Differential diagnosis is carried out with inborn and acquired (postburn and peptic) stenoses of distal department of a gullet. These ezofagoskopiya, and also lack of a symptom of fall of a baric suspension at a contrast rentgenol, a research at patients with organic strictures are of great importance.

At children, as well as at adults, for treatment To. apply cardiodilatation and surgical interventions. From the last are most widespread extramucosal cardiomyotomy on Geller or a diafragmokardioplastika on Petrovsky.

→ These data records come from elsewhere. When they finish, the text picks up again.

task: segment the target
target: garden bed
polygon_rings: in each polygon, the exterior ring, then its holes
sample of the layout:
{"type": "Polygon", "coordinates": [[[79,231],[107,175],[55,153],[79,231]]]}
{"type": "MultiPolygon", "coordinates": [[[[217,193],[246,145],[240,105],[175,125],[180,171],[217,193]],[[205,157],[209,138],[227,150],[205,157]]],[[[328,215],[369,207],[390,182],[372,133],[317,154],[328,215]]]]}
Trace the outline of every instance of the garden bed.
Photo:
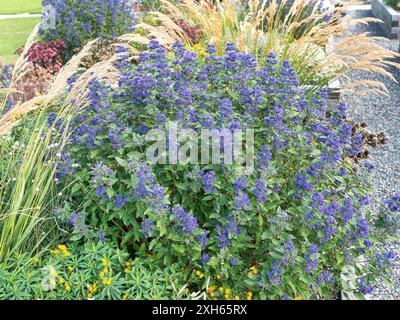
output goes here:
{"type": "Polygon", "coordinates": [[[396,66],[347,37],[370,19],[346,2],[150,1],[138,18],[140,1],[44,0],[55,28],[0,66],[0,299],[371,294],[400,196],[369,208],[368,147],[387,139],[339,94],[387,91],[350,79],[396,66]]]}
{"type": "Polygon", "coordinates": [[[372,13],[383,21],[381,28],[387,37],[396,39],[400,35],[400,11],[384,4],[383,0],[372,0],[372,13]]]}

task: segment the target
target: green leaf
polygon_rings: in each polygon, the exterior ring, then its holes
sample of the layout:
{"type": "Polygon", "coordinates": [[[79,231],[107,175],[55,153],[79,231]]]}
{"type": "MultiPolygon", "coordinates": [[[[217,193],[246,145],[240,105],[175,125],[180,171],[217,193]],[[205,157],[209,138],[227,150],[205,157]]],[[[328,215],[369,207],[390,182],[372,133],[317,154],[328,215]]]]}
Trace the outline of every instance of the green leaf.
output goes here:
{"type": "Polygon", "coordinates": [[[149,245],[149,250],[150,250],[150,251],[153,250],[153,248],[154,248],[154,246],[155,246],[156,244],[157,244],[157,239],[151,240],[150,245],[149,245]]]}
{"type": "Polygon", "coordinates": [[[79,183],[75,183],[71,188],[71,194],[76,193],[81,189],[81,185],[79,183]]]}
{"type": "Polygon", "coordinates": [[[128,162],[126,162],[124,159],[121,159],[119,157],[116,157],[115,160],[117,161],[117,163],[121,166],[126,168],[128,166],[128,162]]]}
{"type": "Polygon", "coordinates": [[[110,198],[112,198],[115,195],[114,190],[111,188],[107,189],[106,193],[107,193],[107,196],[109,196],[110,198]]]}
{"type": "Polygon", "coordinates": [[[100,148],[93,149],[92,151],[90,151],[90,157],[92,159],[96,158],[97,155],[99,154],[99,152],[100,152],[100,148]]]}
{"type": "Polygon", "coordinates": [[[174,250],[180,254],[184,254],[185,253],[185,246],[183,244],[172,244],[172,248],[174,248],[174,250]]]}

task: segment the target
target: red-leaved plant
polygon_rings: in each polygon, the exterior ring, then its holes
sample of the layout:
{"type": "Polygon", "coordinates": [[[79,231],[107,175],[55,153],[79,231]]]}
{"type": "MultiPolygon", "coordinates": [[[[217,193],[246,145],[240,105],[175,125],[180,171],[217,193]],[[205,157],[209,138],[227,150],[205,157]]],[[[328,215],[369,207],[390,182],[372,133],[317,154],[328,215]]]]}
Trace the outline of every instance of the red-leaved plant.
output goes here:
{"type": "Polygon", "coordinates": [[[203,31],[198,26],[191,25],[185,19],[174,19],[174,22],[185,31],[192,44],[200,42],[200,39],[203,36],[203,31]]]}
{"type": "Polygon", "coordinates": [[[52,40],[46,43],[37,42],[27,53],[27,58],[34,65],[39,65],[51,73],[58,73],[62,67],[62,57],[66,44],[63,40],[52,40]]]}
{"type": "Polygon", "coordinates": [[[29,61],[14,82],[14,101],[22,103],[46,93],[54,75],[63,66],[66,44],[63,40],[34,43],[25,55],[29,61]]]}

Some surgeons give preference to a myotomy in combination with an ezofagokardiofundoplikation, edges can be executed by both transpleural, and abdominal access. After a wide longitudinal extramucosal ezofagokardiomiotomiya the formed muscular defect is closed, hemming a wall of a greater cul-de-sac to edges of defect. Similar reception reduces a possibility of cicatricial wrinkling of the cardia and increases reliability of operation. The short-term and long-term results of operational treatment at children good. As a rule, symptoms of a disease are liquidated, however at sharply expressed atony and dilatation of a gullet the last quite often remains expanded.

See also Gullet .



Bibliography: Berezov Yu. E. and Grigoriev of M. S. Hirurgiya of a gullet, page 56, M., 1965; In and N of c I am E. N. N and d river. Treatment of a cardiospasm cardiodilatation, Surgery, No. 2, page 19, 1974, bibliogr.; Vasilenko V. of X., r e e of N of e in A. L. and Salman M. M. Diseases of a gullet, page 84, M., 1971; Vasilenko V. of X., Suvorova T. A. igrebenev A. L. Akhalaziya of the cardia, M., 1976; In both l yav and N G. D., Solovyov V. I. and Timofeeva T. A. Kardiospazm, M., 1971, bibliogr.; Vorokhobov L. A. both Geraskin V. I. Klinika and treatment of a cardiospasm at children, Surgery, jvft' 6, page 54, 1967, bibliogr.; Geraskin V. I. and Lindenberg L. K. About a pathogeny of a cardiospasm (an achalasia of a gullet) at children, Vopr. okhr. mat. also it is put., t. 12, No. 12, page 48, 1967, bibliogr.; Kagan E. M. Radiodiagnosis of diseases of a gullet, M., 1968; To e in e sh L. E. a X-ray-cinema research of a gullet, M., 1970, bibliogr.; The multivolume guide to surgery, under the editorship of B. V. Petrovsky, t. 6, book 2, page 214, M., 1966; Morgenstern A. 3. Achalasia of a gullet, M., 1968, bibliogr.; Petrovsky B. V., To and N sh and N N. N. and Nikolaev N. O. Hirurgiya of a diaphragm, L., 1966, bibliogr.; P and Bq and N And. X., Arablinsky V. M. and Daniyelyan G. A. Rentgenotelevi-zionnaya cinematography of a gullet, M., 1969, bibliogr.; Rusanov A. A. Cancer of a gullet, L., 1974, bibliogr.; Modern methods of researches in gastroenterology, under the editorship of V. of X. Vasilenko, M., 1971; Utkin V. V. Cardiospasm, Riga, 1966; Fedorova O. D. Cardiospasm, M., 1973, bibliogr.; Sh and l and m about in A. A., Saenko V. F. and Shalimov S.A. Surgery of a gullet, page 67, M., 1975, bibliogr.; E f f 1 e of of D. B. and. o. Primary surgical treatment for esophageal achalasia, Surg. Gynec. Obstet., v. 132, p. 1057, 1971; E 1 1 i s F. H. a. o. Esophagomyotomy for esophageal achalasia, Ann. Surg., v. 166, p. 640, 1967; Rossetti M. Osophagocardiomyotomie und Fundoplica-tio, Schweiz, med. Wschr., S. 925, 1963, Bibliogr.; Spiro H. M. Clinical gastroenterology, L., 1970; SteichenP. M, Heller E. Ravitch M. M. Achalasia of the esophagus, Surgery, v. 47, p. 846, 1960; Wenzel K. P. u. S a nide r E. Zur Therapie der Achalasia oesophagi, Zbl. Chir., Bd 95, S. 945, 1970.

B. V. Petrovsky; V. I. Geraskin (it is put. hir.), And. X. Rabkin (rents.).